Maybe they don’t understand my mentality—my children are the ones stopping to lend a hand to a downed player, regardless of the color of their jersey—any more than I do theirs.
Any one of you who has ever been to a youth sporting event knows what I’m talking about.
You’ve seen the parents who are living vicariously through their children—those grown persons who never made it into the NCAA, MBA, NHL, NFL, and the litany of other three and four letter sporting acronyms—but are convinced their children are going to be the next Michael Jordan, the next Mia Hamm…
And you’ve also seen those youth who are so passionate they drive themselves to be the best.
The latter I’m familiar with.
In every elementary and middle school Career Day that I’ve participated in, about fifty-percent of the students dream of being some kind of athletic idol.
At ten years old, Fave Son announced during a local interview that he wanted to go to the Olympics.
I smiled. Sure. I’ll play along.
And we’re still playing along.
During these past eleven years we’ve followed him all across the good ‘ole U-S-of-A, and even had the recent privilege to travel abroad.
Once, when he was experiencing some teenage growing pains, and thought he could pull a guilt trip on me, he commented, “Fine, I’ll just quit, then.”
That memory elicits the same smile I probably had on my face that day.
“If you really want to quit, then quit. Your dad and I aren’t driving all over tarnation and back because it makes us feel good. Let’s get one thing clear, Buddy, this whole thing is for you.

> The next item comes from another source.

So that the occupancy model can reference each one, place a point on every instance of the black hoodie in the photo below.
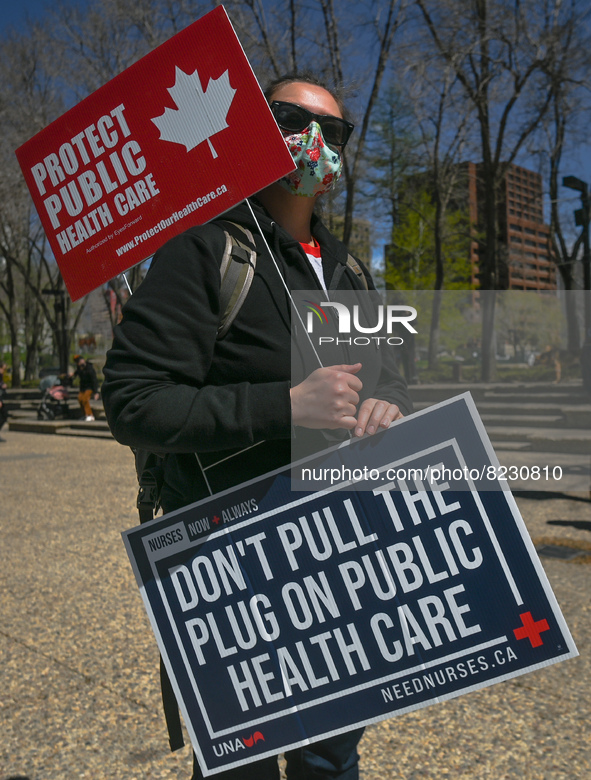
(171, 387)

Not us.”
Last year, that boy’s college coach called to tell Warren and me how much he appreciated having our son as part of his team, how thoughtful he was, and how he looked after the people around him.
And I sighed a little at that one glimmer of promise that we might just have achieved some of our goals…
To rephrase the insufferable father’s words, “I’m just gonna ride along, ‘cause that’s what I do.”
And we are all just along for the ride, or at least we should be.
It’s one thing to share our hopes and values and dreams and shortcomings with our children.
It’s another to force-feed our notions upon them, whether it be about sports or politics or war…
There are so many worse things in life than not being the next High School MVP, the next Peyton Manning, the next Mozart…
Eleven years ago, thousands of mothers and fathers lost their children in the 9/11 attacks.
Many thousands more—the children who lost their parents in that horror—would give anything to look out from a field or a court or a music bleacher and see Mom or Dad.
When your last day on the sidelines arrives, what legacy do you want to leave for your children, that you rode them because you could, or that you were along for the ride, because you could?